The late Harry Levin, whom some of you remember as the William R. Kenan Professor of Psychology and dean of the College of Arts and Sciences from 1974-78, once explained Cornell’s approach to faculty hiring this way: “Our aim is to get the best faculty and turn them loose. They must be totally independent, responsible only to the quality of their teaching and their scholarship. All we ask of them is that they be geniuses.”
There is no better proof of the power of faculty geniuses to leave their mark than those of you who have returned to campus for Reunion Weekend 2013. You’ve honored us through achievements in your professions and your communities, through your civic engagement and through your capacity for service-and most of all by your presence here this weekend.

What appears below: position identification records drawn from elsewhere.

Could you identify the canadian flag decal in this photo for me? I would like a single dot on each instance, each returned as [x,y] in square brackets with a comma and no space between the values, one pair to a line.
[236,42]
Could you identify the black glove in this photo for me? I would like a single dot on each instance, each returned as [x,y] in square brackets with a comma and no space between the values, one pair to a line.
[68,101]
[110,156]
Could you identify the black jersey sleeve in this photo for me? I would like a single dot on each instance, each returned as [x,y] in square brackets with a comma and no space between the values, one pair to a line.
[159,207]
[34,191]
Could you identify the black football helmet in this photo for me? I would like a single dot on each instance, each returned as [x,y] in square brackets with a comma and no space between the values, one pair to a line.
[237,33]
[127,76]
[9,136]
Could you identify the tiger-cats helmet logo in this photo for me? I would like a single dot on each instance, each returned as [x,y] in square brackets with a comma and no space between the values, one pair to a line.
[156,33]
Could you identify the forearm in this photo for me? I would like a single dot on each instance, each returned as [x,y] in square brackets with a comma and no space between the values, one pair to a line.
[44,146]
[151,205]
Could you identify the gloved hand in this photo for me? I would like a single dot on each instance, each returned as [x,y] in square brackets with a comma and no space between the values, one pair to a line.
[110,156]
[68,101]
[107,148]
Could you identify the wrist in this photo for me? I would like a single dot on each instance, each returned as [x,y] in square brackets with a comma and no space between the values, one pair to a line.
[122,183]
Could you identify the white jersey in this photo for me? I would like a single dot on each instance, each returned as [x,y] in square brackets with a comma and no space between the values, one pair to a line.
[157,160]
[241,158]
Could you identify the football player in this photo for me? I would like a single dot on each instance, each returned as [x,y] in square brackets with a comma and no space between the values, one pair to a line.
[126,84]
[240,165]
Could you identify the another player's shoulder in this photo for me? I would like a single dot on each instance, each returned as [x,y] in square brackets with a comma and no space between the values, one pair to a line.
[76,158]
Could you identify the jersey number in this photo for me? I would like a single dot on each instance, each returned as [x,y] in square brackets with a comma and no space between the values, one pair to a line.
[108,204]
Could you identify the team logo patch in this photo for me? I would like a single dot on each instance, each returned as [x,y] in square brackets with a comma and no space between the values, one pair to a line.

As you savor your time on campus during Reunion 2013, reconnecting with some of the people, places, and programs that made your student years memorable and exploring all that the university offers today, you can be proud that Cornell-your Cornell, our Cornell-has reached a new high point. Never in our history have we been stronger or better positioned to meet the needs of our students and the challenges of the world. With our focus on faculty, and your continuing engagement, we look forward to even greater achievements at our sesquicentennial and beyond.
Classes of the 3’s and 8’s-and all who have come back for this glorious weekend: Welcome home!